Espérer que tout ira pour le mieux à chacun, ce n’est pas être naïf. C’est accepter qu’on n’a pas beaucoup de contrôle, mais qu’on peut au moins garder une forme d’humanité, même symbolique.
Alors bonne année, vraiment (si, si, j'insiste !) Pas parce que tout ira bien, mais parce que malgré tout, on continue d’y croire un peu.
Commentaires (2)
La période des vœux me rend toujours mal à l'aise, quasi nauséeuse, quoique les chocolats de Noël y sont sans doute pour quelque chose.... J'essaie de survivre jusqu'au 1er février, je me planque, pour qu'on oublie un peu mon existence et qu'on ne me souhaite pas la bonané,. Parce que je serai bien obligée de faire de même, vu qu'on m'a prodigué la bonne éducation pour ça. Alors je me force à répondre, mais ça se voit que c'est forcé, pas trop naturel, ça fait encore plus malpoli, me réprimanderait ma maman. Et la bise, la bise qu'il faut rendre aussi. À tous, à chacun, j'en ai les joues toutes usées avant le 5 du mois. Cauchemar ... j'en viens à regretter les précautions de l'ère Covid et de son confinement. Et bien chers amis, je vous aime, mais vous comprendrez bien que je ne vous présenterai pas mes vœux. Mais le dites pas à Maman.

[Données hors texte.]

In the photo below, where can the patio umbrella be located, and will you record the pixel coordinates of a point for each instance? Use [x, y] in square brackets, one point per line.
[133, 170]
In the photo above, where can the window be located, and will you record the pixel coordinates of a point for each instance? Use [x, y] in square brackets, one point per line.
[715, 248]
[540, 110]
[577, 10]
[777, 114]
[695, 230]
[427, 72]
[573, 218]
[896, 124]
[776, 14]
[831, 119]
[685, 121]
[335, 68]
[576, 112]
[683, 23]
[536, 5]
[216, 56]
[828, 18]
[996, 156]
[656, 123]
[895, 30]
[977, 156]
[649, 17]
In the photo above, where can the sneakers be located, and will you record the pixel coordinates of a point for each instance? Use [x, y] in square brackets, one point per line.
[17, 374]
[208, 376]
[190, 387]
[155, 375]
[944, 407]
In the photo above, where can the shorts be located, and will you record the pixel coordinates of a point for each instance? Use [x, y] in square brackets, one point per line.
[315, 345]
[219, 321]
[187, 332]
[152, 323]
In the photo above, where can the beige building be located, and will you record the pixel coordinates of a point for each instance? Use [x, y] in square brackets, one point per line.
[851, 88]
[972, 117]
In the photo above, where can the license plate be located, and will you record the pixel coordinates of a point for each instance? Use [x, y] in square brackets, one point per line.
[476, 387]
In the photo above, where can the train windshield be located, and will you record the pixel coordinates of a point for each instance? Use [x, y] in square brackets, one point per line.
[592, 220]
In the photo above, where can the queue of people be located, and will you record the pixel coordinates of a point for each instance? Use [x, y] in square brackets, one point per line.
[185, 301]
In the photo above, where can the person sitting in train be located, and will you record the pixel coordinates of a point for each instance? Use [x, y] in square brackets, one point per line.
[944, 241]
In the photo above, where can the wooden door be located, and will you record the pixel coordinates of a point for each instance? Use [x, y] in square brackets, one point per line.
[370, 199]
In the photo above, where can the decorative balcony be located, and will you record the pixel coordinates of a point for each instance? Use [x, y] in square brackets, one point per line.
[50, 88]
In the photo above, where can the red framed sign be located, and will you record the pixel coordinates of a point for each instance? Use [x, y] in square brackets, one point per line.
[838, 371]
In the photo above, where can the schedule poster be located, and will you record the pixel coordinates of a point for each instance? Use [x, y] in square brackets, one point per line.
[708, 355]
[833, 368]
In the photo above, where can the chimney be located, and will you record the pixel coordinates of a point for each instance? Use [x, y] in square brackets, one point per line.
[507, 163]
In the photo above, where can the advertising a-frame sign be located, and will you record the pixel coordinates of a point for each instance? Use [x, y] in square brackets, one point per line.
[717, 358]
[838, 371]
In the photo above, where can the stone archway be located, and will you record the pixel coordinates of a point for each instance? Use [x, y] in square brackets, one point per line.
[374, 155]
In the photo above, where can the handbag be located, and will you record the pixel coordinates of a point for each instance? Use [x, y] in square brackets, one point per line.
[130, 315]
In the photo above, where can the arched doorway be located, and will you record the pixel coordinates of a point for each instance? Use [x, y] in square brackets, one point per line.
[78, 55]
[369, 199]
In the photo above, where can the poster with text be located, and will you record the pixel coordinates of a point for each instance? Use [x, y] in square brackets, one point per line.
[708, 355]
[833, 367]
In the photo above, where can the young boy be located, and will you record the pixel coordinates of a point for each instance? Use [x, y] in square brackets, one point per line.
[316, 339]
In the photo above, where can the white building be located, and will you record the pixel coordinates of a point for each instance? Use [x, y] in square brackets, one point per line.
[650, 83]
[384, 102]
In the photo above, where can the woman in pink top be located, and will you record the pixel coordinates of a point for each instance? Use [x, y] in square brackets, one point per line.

Il est vrai que les voeux systématiques et automatiques envoyés par ceux qui tentent en permanence de vous plumer a quelque chose de dérangeant et ne nécessite pas de réponse. Mais pour ma part, je me plie en partie à la tradition en essayant de personnaliser les voeux, en essayant aussi de faire passer quelques messages. C'est également l'occasion de reprendre contact par mail, téléphone, visio etc... avec des personnes qu'on a quelque peu délaissées dans l'année... Certaines s'en foutent, mais d'autres y sont sensibles.
Alors si lors de ces voeux, j'ai pu donner un peu de moral et de positif, ce n'est pas du temps perdu.